Григорьев говорил, что искусство — дело земное, но посредством жизни соединяясь с высшими нравственными началами, оно есть «наилучшее, наивысшее, наиправейшее, наипровидящее» из всего земного. И даже там, где жизнь расшатывается и рушится, когда ее идеалы подорваны, оно выражается «тоскою о прекрасном и нравственном, отчаянием за... человека... казнию над самим собою, искренними стонами сердца», то есть является нам в своем хранительном значении по отношению к жизни.

Когда творчество органически связано с жизнью, нравственностью и народом, когда оно непосредственно вытекает из них, тогда художники не ищут где-то во вне себя высших понятий о добре и зле и об общественном благе, эти понятия «живут в них крепкою растительною жизнью, связанные с корнями почвы, на которой художник вырос». В торжество жизни и в ее законы поэт верит естественно, инстинктивно, не сомневаясь в своей вере. Без этой веры, убеждал критик, «невозможны создания таких образов, каковы образы Дантова «Ада», невозможен смех Сервантеса и Мольера, невозможна нравственная непогрешимость Шекспира». Но там, где жизнь отрывается от засыхающих корней, где она распадается на составные, разорвавшиеся, утратившие кровную взаимосвязь части, там художник мечется от одной спасительной теории к другой, вливая в каждую жар убеждений, искренне уверенный в своей правоте, в истинности последней из них. Все недуги и заблуждения эпохи он берет на себя и чувствует, как они обливают ядом его душу.

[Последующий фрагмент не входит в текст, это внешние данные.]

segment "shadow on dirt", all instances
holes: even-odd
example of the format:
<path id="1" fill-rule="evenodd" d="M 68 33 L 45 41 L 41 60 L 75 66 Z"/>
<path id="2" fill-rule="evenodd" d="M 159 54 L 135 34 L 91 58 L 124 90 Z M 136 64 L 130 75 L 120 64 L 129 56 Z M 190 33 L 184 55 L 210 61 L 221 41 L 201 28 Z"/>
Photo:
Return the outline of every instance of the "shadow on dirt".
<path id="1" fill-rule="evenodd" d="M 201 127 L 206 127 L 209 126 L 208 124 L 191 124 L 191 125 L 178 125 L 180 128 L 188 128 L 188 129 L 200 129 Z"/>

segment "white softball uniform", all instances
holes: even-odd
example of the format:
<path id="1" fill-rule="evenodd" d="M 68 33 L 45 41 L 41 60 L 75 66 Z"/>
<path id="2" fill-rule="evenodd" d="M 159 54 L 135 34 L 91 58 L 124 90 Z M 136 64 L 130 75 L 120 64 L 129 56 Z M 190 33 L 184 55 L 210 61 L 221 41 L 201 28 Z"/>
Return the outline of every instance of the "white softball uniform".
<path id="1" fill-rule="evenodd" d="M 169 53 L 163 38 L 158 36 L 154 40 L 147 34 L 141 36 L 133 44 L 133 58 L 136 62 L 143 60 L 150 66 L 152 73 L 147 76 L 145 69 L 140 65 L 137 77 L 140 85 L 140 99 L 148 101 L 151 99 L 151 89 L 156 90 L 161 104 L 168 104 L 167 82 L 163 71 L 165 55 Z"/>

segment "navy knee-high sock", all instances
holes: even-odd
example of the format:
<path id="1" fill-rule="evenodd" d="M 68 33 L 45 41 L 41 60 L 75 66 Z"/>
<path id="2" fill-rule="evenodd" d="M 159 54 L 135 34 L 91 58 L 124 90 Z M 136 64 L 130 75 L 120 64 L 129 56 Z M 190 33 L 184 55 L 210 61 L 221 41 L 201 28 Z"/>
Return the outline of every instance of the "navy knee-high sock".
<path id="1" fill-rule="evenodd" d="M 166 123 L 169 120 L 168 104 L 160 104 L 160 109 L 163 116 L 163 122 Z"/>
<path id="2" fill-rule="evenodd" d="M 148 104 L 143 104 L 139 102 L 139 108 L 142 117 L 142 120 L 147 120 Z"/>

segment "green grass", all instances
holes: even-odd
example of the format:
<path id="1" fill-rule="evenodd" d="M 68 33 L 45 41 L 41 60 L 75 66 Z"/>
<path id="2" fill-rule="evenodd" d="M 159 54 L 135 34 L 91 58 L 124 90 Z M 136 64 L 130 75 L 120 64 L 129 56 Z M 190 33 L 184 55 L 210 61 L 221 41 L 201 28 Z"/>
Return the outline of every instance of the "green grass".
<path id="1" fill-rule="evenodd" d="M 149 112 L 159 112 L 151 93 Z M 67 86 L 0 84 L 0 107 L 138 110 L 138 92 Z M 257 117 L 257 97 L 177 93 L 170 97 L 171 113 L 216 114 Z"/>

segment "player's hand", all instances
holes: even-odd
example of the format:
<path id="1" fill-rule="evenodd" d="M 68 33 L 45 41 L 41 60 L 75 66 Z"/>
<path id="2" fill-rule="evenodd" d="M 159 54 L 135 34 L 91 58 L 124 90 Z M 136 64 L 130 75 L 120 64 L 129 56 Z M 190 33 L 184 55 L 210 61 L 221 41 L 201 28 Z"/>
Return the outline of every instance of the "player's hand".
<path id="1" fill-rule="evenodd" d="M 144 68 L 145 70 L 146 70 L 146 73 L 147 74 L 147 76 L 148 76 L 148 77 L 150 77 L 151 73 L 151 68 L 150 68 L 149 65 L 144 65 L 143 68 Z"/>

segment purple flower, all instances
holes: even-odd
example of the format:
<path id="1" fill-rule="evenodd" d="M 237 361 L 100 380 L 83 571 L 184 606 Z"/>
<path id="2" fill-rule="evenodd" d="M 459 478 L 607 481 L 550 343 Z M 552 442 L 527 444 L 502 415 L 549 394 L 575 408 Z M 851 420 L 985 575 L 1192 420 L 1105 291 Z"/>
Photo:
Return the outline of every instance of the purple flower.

Сам прекрасный поэт, Аполлон Григорьев целеустремленно и неустанно отстаивал в своих статьях живую связь художественности и нравственности, приводя нас к мысли, что художественное и нравственное неразделимы, что их разъединенность нарушает стройность и гармонию в произведениях искусства, каковые, в том случае если они подлинны, всегда стремятся «к охранению идеалов».

«Художество требует великого спокойствия и полного обладания формами, а не подчинения им, — писал он, — служения прекрасному, а не чувственного раздражения им». Для него было несомненным то, что объектом воспевания и поклонения для поэта прежде всего должна быть красота. Чувство красоты и отношение к красоте — «наичистейшее из всех земных отношений» — лучше всего способны показать нам внутренний мир и высоту стремлений поэта. Когда же муза призывается насильственно и творчество превращается в напряженно-вымученную работу, тогда мертворожденные плоды такого труда являют собой горькую насмешку над драгоценнейшим даром человека — творчеством. Нет ничего грустнее видеть плоды этой работы.

Удивительно актуально для наших дней звучат слова критика о насильственно призываемой музе, сказанные им полтора века назад: «...насильственно призывается она часто современным искусством, у многих, даже у даровитейших художников обратившимся в борзопись и служение прихотям толпы, жаждущей вечно нового...» (выделено мной.В.Х.).

 

IV

Одно из высших качеств художника — объективность, которая не что иное, как свойство таланта соединяться с описываемым предметом, способность отступать от своей личной натуры и жизни и проникать в чужую натуру, в чужую жизнь и жить ею. Примеры такой объективности в художнике Григорьев находит в строках Баратынского:

 

С природой одною он жизнью дышал:

Ручья разумел лепетанье,

И говор древесных листов понимал,

И чувствовал трав прозябанье;

Была ему звездная книга ясна,

И с ним говорила морская волна.

 

Но гораздо значительнее, ярче и глубже критик увидел раскрытие такой объективности в пушкинском «Пророке»:

 

Отверзлись вещие зеницы,

Как у испуганной орлицы.

Моих ушей коснулся он, —

И их наполнил шум и звон;

И внял я неба содроганье,

И горний ангелов полет,

И гад морских подводный ход,

И дольней лозы прозябанье.

 

Подобная объективность — это отклик сердца поэта, настроенность его слуха, отзывчивость на все живое. Эта отзывчивость, бесспорная для Григорьева, во все времена «должна составлять и составляет свойство каждого истинно художественного таланта...», потому что она «есть не иное что, как прозрение в сущность явлений...»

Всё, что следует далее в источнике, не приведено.